No, it will not take you 500 hours to finish Dying Light 2, but it begs the question of why advertise the number anyway?

Dying Light 2 is probably a pretty long game. Over the weekend, developer Techland wanted to emphasize how long it could be by proclaiming that it would take around 500 hours to do everything in the game. This was, of course, not meant as a counter for the main campaign in the game, it was an approximate amount of time for how long it would take completionists to see every single thing the game had to offer. The developers followed it up by stating that the main game wouldn’t take 500 hours, but probably still under 100, which is still a lot of hours. All this kicked off a discourse, but it kicked off a discourse about the wrong thing.

Today, the Twitter account clarified that the game doesn’t actually take 500 hours. Techland stated that 20 hours is the likely time for finishing the game, 80 hours to do all the side quests, and 500 for doing everything including hearing every line of dialogue. Considering the branching paths, that probably means multiple playthroughs of the game.

Which, yeah! That makes a lot of sense. I doubt most people who saw that original tweet thought, oh, this game is the size of Final Fantasy XIV and every expansion or literally my entire Game Pass backlog crammed into one executable or five Persona 5 Royal playthroughs. What was odd, and what continues to be odd, is that that 500 hour number presents this advertising case that a longer game time is a more valuable product and I’m still left kind of wondering if that’s true.

For the first time since we switched to discs, games are more expensive on the sticker than they have been since. For $70, people expect a game to keep them busy for a long time, but does advertising an hour count really accomplish that?
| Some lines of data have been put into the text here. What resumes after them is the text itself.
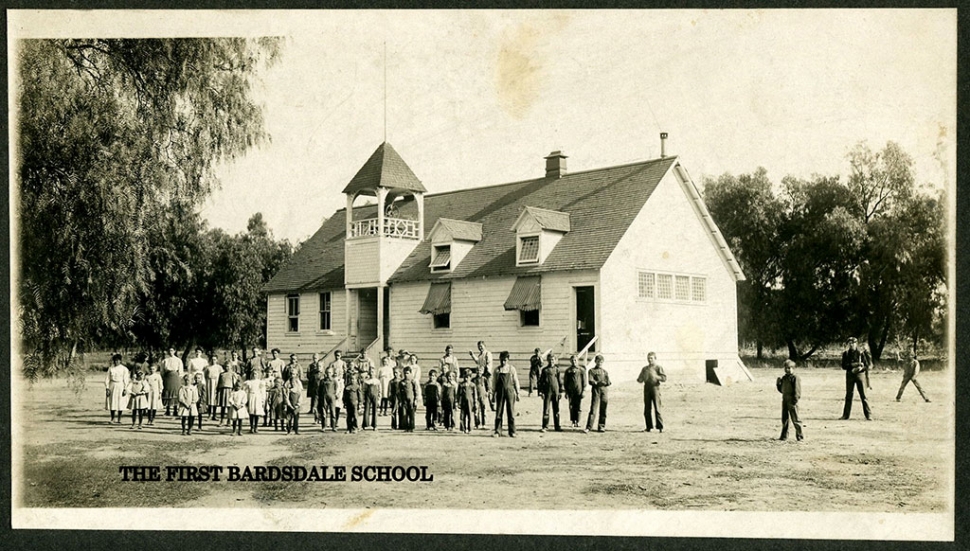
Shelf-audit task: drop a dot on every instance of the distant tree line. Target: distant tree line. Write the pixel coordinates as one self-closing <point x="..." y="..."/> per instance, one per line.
<point x="118" y="145"/>
<point x="827" y="258"/>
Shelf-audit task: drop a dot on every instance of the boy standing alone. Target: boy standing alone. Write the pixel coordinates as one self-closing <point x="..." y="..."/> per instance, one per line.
<point x="651" y="376"/>
<point x="790" y="387"/>
<point x="599" y="380"/>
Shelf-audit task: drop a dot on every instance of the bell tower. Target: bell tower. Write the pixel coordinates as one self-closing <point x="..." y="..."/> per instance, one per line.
<point x="380" y="235"/>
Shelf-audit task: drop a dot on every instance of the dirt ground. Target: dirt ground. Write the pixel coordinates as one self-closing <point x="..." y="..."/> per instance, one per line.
<point x="719" y="451"/>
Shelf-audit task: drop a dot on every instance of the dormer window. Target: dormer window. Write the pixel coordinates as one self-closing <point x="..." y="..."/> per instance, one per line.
<point x="451" y="240"/>
<point x="529" y="249"/>
<point x="537" y="233"/>
<point x="441" y="258"/>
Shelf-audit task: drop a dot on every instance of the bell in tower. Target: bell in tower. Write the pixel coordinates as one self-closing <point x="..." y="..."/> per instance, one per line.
<point x="380" y="236"/>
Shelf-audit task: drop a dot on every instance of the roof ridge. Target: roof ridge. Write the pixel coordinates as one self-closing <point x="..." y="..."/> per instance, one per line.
<point x="567" y="175"/>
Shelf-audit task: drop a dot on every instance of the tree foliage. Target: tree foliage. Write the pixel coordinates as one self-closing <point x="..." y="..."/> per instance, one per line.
<point x="118" y="139"/>
<point x="826" y="258"/>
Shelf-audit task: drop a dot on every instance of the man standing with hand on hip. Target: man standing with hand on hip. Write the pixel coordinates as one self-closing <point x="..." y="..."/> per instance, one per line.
<point x="855" y="372"/>
<point x="651" y="376"/>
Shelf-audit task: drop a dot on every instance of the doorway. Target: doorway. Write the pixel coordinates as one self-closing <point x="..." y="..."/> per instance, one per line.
<point x="366" y="316"/>
<point x="585" y="317"/>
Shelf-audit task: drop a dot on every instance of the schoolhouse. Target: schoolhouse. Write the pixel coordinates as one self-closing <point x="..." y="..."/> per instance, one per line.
<point x="620" y="260"/>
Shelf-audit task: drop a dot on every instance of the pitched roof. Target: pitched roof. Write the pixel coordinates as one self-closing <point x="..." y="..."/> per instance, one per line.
<point x="385" y="168"/>
<point x="601" y="205"/>
<point x="459" y="230"/>
<point x="548" y="219"/>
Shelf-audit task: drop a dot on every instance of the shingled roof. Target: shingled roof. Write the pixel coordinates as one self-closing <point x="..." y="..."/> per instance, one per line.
<point x="547" y="219"/>
<point x="459" y="230"/>
<point x="601" y="205"/>
<point x="385" y="168"/>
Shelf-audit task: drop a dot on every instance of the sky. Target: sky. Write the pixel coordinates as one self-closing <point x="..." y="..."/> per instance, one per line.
<point x="480" y="97"/>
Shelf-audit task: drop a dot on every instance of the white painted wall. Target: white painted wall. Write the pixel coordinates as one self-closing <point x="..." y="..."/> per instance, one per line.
<point x="310" y="338"/>
<point x="477" y="313"/>
<point x="393" y="252"/>
<point x="362" y="256"/>
<point x="667" y="236"/>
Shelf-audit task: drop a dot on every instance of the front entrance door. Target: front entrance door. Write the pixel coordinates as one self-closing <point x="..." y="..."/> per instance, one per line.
<point x="585" y="318"/>
<point x="366" y="317"/>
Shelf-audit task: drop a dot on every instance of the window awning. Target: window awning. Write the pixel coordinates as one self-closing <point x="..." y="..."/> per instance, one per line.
<point x="442" y="258"/>
<point x="526" y="294"/>
<point x="439" y="299"/>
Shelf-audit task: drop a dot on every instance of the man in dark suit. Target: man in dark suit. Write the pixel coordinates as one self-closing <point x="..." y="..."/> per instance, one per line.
<point x="855" y="372"/>
<point x="599" y="380"/>
<point x="790" y="387"/>
<point x="550" y="388"/>
<point x="575" y="386"/>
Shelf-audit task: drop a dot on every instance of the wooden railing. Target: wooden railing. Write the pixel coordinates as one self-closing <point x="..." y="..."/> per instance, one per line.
<point x="393" y="227"/>
<point x="332" y="350"/>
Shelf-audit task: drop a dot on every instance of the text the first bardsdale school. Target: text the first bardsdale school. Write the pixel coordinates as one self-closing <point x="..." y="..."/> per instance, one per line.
<point x="627" y="257"/>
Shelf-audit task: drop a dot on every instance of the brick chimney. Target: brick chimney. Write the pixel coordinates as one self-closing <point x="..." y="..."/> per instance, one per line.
<point x="555" y="165"/>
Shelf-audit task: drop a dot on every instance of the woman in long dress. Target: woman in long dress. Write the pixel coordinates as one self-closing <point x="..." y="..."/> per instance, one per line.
<point x="188" y="403"/>
<point x="116" y="388"/>
<point x="212" y="372"/>
<point x="256" y="399"/>
<point x="172" y="370"/>
<point x="154" y="382"/>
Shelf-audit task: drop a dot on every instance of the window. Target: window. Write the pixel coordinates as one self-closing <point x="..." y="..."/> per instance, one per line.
<point x="683" y="287"/>
<point x="646" y="284"/>
<point x="438" y="304"/>
<point x="529" y="318"/>
<point x="442" y="321"/>
<point x="325" y="318"/>
<point x="293" y="313"/>
<point x="665" y="287"/>
<point x="441" y="258"/>
<point x="698" y="289"/>
<point x="679" y="287"/>
<point x="529" y="249"/>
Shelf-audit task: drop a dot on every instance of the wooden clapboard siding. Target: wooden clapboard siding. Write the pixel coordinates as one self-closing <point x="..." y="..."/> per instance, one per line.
<point x="309" y="339"/>
<point x="667" y="236"/>
<point x="477" y="313"/>
<point x="363" y="261"/>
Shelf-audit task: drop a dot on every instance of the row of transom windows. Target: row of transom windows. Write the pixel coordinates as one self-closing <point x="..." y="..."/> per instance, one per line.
<point x="668" y="286"/>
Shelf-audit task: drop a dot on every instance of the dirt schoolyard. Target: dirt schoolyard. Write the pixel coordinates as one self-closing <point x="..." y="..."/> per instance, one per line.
<point x="719" y="451"/>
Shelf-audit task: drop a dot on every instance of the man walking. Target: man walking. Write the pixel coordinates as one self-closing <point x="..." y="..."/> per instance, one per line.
<point x="910" y="372"/>
<point x="575" y="385"/>
<point x="599" y="380"/>
<point x="651" y="376"/>
<point x="790" y="387"/>
<point x="550" y="388"/>
<point x="855" y="372"/>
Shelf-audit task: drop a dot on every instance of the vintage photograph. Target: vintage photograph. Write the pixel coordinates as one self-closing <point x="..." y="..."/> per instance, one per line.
<point x="571" y="272"/>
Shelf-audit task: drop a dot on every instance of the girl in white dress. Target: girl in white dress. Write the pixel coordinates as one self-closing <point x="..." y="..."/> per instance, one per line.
<point x="188" y="403"/>
<point x="237" y="409"/>
<point x="256" y="404"/>
<point x="116" y="388"/>
<point x="154" y="382"/>
<point x="137" y="399"/>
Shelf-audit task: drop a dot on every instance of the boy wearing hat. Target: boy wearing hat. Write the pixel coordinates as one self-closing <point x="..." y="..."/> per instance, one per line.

I think this kind of advertising exemplifies a schism between people who play 2-3 games a year and people who buy a new game every 3-4 weeks.

For the former, hearing that an anticipated title has the Skyrim-like quality of just lasting for-fucking-ever sounds great. Everyone I talked to that is more involved in the gaming sphere hears that and just gets completely exhausted. More than a few people responded to the Dying Light 2 tweet saying they were on the fence and have now fallen off after hearing how long it takes, which indicates that advertising the hour count loses people as effectively as it gains others.

I also imagine the age line matters here a bit. I’m older and have a job and a partner, “500 gaming hours” is a three-word horror story to me. But when I was 20? And actively avoiding doing college homework? That sounds fun as hell. Even if I didn’t play all 500 hours, it was always sitting there and waiting for me if I wanted it.

Either way, my actual advice to developers is to stay away from flexing your hour count. As Techland just learned, trying to tout a bigger number isn’t always better, and it’s very hard to un-ring a bell.